The Cathedral seats 2,736 for church services--2,508 when holding the enormous Glory of Christmas set.
Installing the production set takes a month of preparation-including lighting load-in, angel track installation and rigging, as well as set construction.
Eight angels fly throughout both productions. Some fly as high as 80-feet and can travel as fast as 25 miles per hour.
The Cathedral's pipe organ has 287 ranks of pipes, 16,000 individual, 549 horizontal trumpet pipes in the East and West Balconies and 5,000 additional pipes in the South Balcony division, making it the largest collection of such pipes in the world.
More than 300 volunteers dedicate over 160 hours each to The Glory of Christmas as both cast members and volunteer ushers.
Animals play an integral role in the production's recreation of the ancient land. In The Glory of Christmas you will see three adult camels and a baby, six horses, a yak, a llama, a baby water buffalo and many sheep and goats.
It's bad enough that we can't offer polka masses out here in the nation's leading polka state, but the limitations on yaks and camels puts a heavy burden on our human backs instead. We have competition like the Crystal Palace, and even right here in town we have at least one local church that uses multiple live animals in their Christmas pageant. How can we compete?
I began contemplating some work-arounds based on a possible loophole regarding llamas - could they be made to look like camels? Could small ones look like goats and sheep?
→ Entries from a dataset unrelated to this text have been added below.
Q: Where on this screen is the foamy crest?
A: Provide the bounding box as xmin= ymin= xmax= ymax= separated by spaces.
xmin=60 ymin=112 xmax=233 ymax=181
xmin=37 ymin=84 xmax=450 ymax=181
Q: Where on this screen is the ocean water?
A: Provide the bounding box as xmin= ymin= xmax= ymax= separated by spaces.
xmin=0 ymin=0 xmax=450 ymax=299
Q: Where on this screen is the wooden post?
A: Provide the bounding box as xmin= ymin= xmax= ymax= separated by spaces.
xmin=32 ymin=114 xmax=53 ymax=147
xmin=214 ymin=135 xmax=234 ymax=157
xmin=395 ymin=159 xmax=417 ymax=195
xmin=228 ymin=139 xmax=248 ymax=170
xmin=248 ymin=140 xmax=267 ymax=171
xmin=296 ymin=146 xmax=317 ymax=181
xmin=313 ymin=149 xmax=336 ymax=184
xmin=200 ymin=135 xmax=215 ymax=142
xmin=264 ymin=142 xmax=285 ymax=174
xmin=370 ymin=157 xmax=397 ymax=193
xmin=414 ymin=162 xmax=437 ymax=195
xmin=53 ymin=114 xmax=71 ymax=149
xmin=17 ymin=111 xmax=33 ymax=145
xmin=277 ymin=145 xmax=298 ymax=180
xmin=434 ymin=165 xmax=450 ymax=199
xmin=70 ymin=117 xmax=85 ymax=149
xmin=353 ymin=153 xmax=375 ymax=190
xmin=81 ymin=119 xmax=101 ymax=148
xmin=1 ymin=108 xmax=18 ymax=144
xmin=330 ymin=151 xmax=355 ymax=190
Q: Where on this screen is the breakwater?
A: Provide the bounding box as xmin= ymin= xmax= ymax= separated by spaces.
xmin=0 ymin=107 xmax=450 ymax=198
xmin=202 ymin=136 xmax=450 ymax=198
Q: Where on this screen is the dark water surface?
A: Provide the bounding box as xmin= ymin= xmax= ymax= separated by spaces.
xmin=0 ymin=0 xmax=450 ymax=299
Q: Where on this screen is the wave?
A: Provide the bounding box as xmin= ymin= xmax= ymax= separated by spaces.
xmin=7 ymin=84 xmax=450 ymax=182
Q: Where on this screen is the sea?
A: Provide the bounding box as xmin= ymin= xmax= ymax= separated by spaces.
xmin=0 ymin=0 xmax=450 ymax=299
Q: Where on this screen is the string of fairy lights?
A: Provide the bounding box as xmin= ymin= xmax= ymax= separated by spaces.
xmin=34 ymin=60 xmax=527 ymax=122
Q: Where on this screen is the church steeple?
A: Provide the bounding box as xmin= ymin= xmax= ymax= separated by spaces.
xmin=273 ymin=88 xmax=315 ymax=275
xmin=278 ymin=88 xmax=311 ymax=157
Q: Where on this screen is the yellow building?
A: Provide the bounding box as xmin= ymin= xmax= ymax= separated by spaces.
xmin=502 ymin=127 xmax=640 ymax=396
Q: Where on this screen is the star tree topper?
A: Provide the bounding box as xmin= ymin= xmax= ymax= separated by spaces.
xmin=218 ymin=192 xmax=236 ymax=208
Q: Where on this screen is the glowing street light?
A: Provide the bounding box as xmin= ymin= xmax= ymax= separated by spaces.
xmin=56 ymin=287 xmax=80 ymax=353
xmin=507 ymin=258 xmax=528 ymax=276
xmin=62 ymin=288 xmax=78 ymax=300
Plans for a glorious service unfolded in my mind, with visions of llamas and flying angels, but these hopes were suddenly dashed when I recalled the 1993 bulletin from the Church's insurance agency: due to liability issues, the maximum flight velocity for suspended angels in local units was a mere 5 miles an hour and suspension heights could not exceed 15 feet. Forget the animal problem: lame angels is the real show-stopper here.
Well, at least we've got the Hill Cumorah Pageant out in New York, but for local purposes, we'll just have to keep hoping for the day when camels and yaks can march proudly through our services.
(Actually, I think it's great that someone can put on a major spectacle for Christmas. Looks like an amazing program. Have any of you seen it?)